Reputation: 11
I am using BeautifulSoup to scrape a table off of every URL page for each state namecensus.com/zipcodes/{state_name}. I was able to scrape the data and now am wondering how I can best get the information into a pandas dataFrame.
I was able to successfully populate all parsed table elements into a pandas dataFrame using a for loop but I am stuck on how to create a new field that corresponds to the H1 of the title of each page.

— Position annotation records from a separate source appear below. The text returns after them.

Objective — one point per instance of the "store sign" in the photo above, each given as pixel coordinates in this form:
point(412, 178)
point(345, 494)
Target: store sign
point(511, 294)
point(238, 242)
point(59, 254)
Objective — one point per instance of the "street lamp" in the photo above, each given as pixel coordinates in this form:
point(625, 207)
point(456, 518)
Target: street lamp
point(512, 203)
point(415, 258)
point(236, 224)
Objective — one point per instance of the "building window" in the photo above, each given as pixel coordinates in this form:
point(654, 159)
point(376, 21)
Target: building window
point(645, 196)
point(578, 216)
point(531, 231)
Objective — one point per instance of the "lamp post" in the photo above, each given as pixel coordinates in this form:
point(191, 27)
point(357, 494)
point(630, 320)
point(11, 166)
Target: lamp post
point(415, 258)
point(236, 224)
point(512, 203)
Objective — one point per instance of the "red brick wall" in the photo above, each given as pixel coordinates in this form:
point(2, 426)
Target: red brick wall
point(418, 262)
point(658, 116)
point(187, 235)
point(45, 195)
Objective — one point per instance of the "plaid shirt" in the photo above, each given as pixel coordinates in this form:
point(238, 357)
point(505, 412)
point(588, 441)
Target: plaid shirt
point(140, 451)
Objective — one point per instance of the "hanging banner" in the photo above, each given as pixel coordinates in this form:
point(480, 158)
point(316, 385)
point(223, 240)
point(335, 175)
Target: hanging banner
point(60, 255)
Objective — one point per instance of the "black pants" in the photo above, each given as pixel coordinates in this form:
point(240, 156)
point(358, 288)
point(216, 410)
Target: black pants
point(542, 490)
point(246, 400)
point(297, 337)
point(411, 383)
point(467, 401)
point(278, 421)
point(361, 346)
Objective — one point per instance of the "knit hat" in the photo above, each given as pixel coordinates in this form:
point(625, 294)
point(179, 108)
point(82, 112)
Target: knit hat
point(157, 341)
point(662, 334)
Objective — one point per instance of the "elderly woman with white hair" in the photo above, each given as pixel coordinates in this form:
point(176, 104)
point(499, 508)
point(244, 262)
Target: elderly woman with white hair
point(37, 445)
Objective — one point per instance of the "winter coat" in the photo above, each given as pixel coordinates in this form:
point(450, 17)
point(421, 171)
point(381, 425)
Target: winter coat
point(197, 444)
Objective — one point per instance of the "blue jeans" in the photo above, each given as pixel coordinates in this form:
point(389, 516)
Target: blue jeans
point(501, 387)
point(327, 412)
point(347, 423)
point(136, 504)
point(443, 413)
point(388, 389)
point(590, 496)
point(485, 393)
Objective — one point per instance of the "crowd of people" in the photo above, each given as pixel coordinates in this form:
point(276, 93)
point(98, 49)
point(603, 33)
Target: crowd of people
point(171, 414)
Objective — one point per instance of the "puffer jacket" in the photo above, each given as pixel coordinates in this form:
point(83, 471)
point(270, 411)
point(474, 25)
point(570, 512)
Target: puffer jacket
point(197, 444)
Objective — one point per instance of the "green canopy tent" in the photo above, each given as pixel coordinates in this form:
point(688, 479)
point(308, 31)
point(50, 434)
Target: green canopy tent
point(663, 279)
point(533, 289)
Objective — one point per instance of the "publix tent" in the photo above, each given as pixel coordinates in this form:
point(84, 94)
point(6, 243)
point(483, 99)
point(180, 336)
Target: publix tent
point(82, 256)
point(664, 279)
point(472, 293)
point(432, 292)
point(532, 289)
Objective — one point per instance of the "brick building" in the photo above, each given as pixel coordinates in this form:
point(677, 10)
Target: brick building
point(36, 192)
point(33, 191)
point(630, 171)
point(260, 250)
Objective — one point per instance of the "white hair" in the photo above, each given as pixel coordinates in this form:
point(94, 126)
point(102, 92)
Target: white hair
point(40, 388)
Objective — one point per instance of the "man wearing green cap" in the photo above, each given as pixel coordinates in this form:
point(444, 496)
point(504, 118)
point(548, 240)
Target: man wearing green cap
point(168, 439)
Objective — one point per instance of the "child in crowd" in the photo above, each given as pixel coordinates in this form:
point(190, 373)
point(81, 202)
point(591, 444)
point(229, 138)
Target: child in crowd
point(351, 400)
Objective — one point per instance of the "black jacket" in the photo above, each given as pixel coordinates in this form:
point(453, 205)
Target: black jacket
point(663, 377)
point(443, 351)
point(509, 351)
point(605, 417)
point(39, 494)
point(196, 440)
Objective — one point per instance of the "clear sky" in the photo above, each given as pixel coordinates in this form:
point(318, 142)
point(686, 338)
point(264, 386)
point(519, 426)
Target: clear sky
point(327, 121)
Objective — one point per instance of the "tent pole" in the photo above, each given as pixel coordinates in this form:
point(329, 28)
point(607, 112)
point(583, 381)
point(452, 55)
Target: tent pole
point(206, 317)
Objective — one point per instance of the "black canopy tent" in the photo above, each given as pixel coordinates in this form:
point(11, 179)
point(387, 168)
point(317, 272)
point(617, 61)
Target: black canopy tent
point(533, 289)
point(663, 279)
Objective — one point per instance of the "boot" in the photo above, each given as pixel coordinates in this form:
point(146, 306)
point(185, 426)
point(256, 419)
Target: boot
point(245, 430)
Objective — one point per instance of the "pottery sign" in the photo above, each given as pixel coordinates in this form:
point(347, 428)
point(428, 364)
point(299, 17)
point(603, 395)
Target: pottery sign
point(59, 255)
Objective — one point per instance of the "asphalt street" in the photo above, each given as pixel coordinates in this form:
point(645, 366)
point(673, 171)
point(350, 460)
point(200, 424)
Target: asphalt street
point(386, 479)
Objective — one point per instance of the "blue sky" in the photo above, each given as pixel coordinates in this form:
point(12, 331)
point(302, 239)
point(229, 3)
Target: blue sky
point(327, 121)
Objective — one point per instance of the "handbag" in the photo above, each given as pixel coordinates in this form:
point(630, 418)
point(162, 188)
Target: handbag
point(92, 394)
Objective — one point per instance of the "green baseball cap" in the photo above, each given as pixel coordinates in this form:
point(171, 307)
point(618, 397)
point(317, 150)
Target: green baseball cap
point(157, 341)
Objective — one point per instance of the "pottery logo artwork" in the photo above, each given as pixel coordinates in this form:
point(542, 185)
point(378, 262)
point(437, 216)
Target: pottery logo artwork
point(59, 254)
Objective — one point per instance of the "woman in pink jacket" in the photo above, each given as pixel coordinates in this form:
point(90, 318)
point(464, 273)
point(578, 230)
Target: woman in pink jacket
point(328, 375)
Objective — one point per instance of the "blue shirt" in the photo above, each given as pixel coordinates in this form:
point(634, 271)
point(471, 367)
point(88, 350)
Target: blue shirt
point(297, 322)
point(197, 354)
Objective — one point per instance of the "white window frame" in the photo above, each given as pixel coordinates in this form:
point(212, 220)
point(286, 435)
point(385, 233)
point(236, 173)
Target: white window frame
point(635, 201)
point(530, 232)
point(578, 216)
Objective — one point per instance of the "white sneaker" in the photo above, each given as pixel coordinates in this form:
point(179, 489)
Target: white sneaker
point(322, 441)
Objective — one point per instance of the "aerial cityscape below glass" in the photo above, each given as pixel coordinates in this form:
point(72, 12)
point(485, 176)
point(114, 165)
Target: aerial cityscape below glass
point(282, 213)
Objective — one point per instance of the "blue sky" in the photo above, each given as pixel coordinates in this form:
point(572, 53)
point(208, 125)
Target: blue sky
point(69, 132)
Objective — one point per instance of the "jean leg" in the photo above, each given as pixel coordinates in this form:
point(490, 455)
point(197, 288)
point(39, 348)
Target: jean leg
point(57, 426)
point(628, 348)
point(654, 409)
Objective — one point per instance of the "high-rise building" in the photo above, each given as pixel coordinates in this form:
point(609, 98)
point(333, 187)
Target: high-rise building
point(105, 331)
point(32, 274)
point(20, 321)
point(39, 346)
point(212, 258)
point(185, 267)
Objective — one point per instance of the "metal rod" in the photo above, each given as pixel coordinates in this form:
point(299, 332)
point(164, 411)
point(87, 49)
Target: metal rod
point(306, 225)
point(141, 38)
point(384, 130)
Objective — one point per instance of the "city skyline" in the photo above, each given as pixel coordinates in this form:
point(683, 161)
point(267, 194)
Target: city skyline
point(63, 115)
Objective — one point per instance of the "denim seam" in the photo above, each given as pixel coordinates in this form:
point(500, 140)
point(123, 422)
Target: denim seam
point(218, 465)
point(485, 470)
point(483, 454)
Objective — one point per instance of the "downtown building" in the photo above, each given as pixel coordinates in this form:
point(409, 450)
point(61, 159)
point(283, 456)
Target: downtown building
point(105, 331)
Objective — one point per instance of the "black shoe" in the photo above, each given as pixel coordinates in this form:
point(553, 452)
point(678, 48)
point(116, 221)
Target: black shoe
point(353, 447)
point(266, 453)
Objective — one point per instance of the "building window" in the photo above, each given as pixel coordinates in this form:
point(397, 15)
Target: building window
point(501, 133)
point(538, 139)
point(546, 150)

I need that information to indicate which state the zip codes I am extracting correspond to.
Please note that there will also be only 51 H1s (US States + DC) and 1000s of cities so I need to ensure the H1 value repeats itself in each row associated with that state and avoid value errors.
The table should look like the below. My code has all fields populating from the table but I need to incorporate the h1 state value.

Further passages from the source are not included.